Projecto de relançamento da fruticultura prevê beneficiar 40% das mulheres na primeira fase – INIDA

 

Cidade da Praia, 15 Abr (Inforpress) – O projecto “Relançamento da fruticultura em Cabo Verde” que termina em Março de 2018, prevê beneficiar no mínimo, 40% das mulheres das quatro ilhas beneficiadas, designadamente Santiago, Fogo, Santo Antão e São Nicolau.

Segundo Gilbert Silva, um dos técnicos do Instituto Nacional de Investigação e Desenvolvimento Agrário (INIDA) que trabalha no projecto do Ministério da Agricultura e Ambiente, financiado pela Organização das Nações Unidas para Alimentação e Agricultura (FAO), o mesmo arrancou em Abril de 2016 e já está em fase avançada de implementação.

Até ao seu término, conforme explicou, para além de beneficiar no mínimo, 40% das mulheres, o projecto orçado em 338.256 dólares, pretende produzir e lançar um “manual de boas práticas na produção de fruteiras em Cabo Verde” e tem por objectivo, incentivar os agricultores na produção das frutas e dar resposta às demandas do mercado.

O projecto está sendo implementado porque, de acordo com Gilbert Silva, Cabo Verde enfrenta “dificuldades” no desenvolvimento da cultura das frutas, é fustigada por secas frequentes, os agricultores não substituem as plantas que já atingiram o limite de vida, como coqueiros e papaeiras, assim como existe um “baixo nível do consumo de frutas”, devido ao “fraco poder de aquisição das famílias, entre outros motivos.

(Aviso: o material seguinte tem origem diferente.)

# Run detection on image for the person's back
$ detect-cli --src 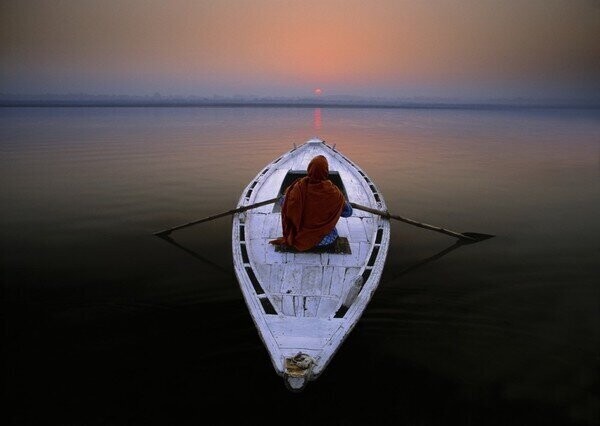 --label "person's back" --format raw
[271,155,352,251]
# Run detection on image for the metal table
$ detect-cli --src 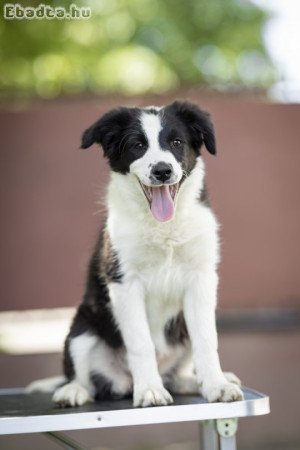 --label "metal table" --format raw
[0,387,270,450]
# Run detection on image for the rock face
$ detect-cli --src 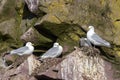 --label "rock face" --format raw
[0,0,120,80]
[0,47,120,80]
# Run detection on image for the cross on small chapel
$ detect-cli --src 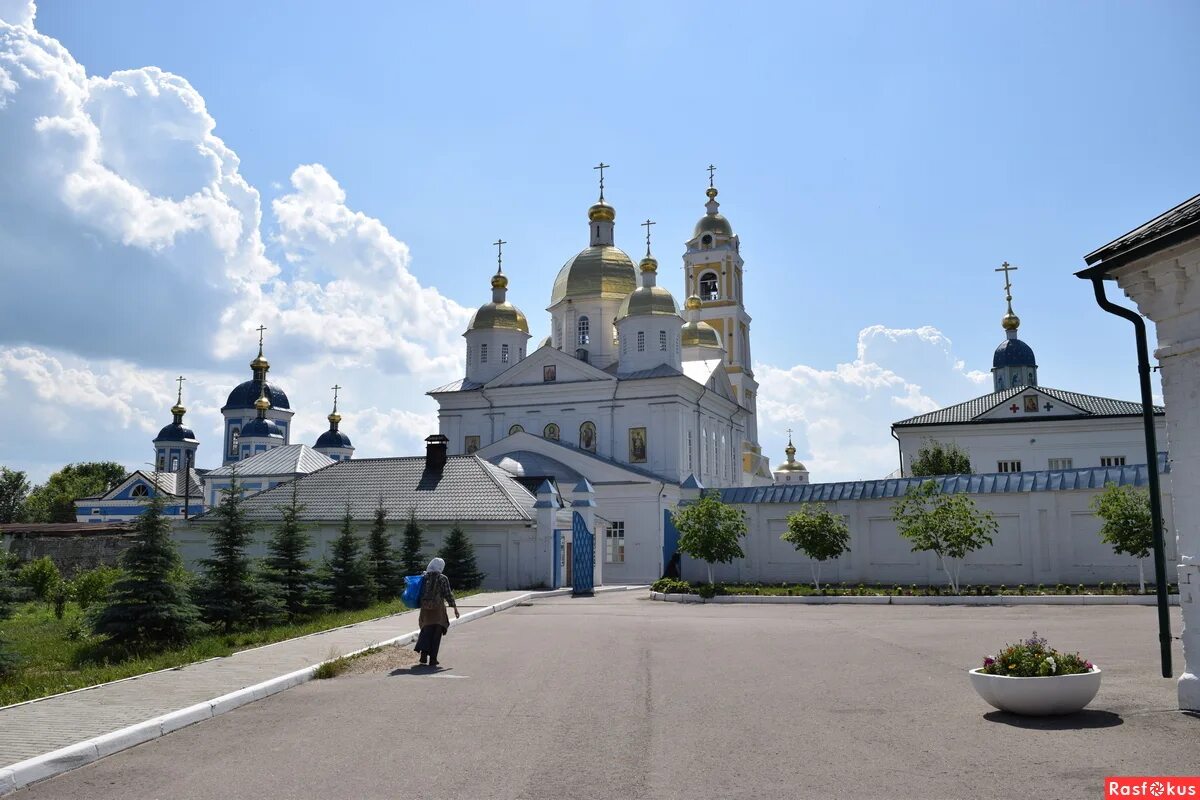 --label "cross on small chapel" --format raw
[592,161,612,203]
[642,218,659,258]
[492,239,508,275]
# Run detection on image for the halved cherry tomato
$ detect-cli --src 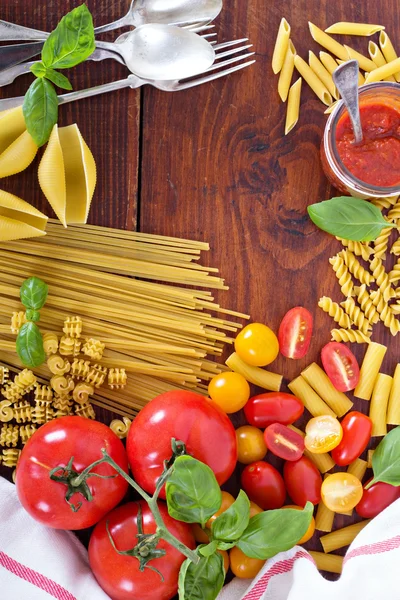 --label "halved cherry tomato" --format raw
[264,423,304,460]
[235,323,279,367]
[244,392,304,429]
[278,306,313,359]
[304,415,343,454]
[321,342,360,392]
[332,411,372,467]
[356,479,400,519]
[208,371,250,415]
[236,425,267,465]
[241,460,286,510]
[321,473,363,513]
[283,456,322,506]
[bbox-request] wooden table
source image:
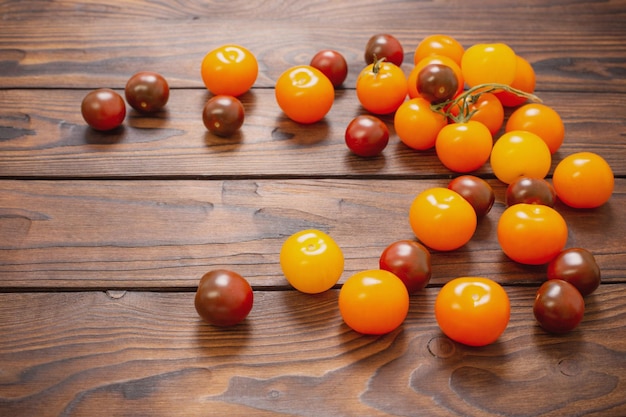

Neste sentido, a finalidade é colocar ao alcance dos agricultores dessas quatro ilhas com “maior expressão agrícola”, material vegetal adequado para a produção das frutas, sendo que neste momento já foi lançado um concurso para aquisição de materiais e 40 viveiros a serem distribuídos aos agricultores e uma formação entre os dias 17 e 28 de Abril será realizada com a participação de 55 agricultores.

“O projecto que visa massificar as fruteiras a nível nacional, prevê fazer seguimento e acompanhamento a 17 agricultores nas quatro ilhas, mas em termos de formação temos a possibilidade de formar mais, num total de 55, em técnicas de produção frutífera”, explicou, indicando que os agricultores têm recebido apoio na adopção de produção das fruteiras.

Gilbert Silva, revelou ainda, que no âmbito do projecto estão a introduzir variedades de frutas, como cocô, acerola, caju, manga, goiaba, abacate, carambola, pitanga, ananás, morango e maracujá, e será feito um levantamento da situação da fruticultura a nível das ilhas beneficiadas para “alimentar” a base de dados da FAO e do INIDA.

O engenheiro realçou, por outro lado, que as fruteiras, por terem um ciclo mais longo de produção, neste momento está-se a implementar as bases no sentido de se conseguir ter capacidade de abastecer o mercado nacional que está a crescer e a “necessitar de frutas de qualidade”, sublinhando que o projecto tem a preocupação de trabalhar no fornecimento ao mercado turístico de frutas de qualidade.

Quanto às pragas que muitas vezes têm fustigado as culturas agrícolas, Gilbert Silva referiu que nesta primeira fase quer-se conhecer as que existem, para posteriormente proporem aos agricultores técnicas e metodologias de controlo e de convivência com as mesmas.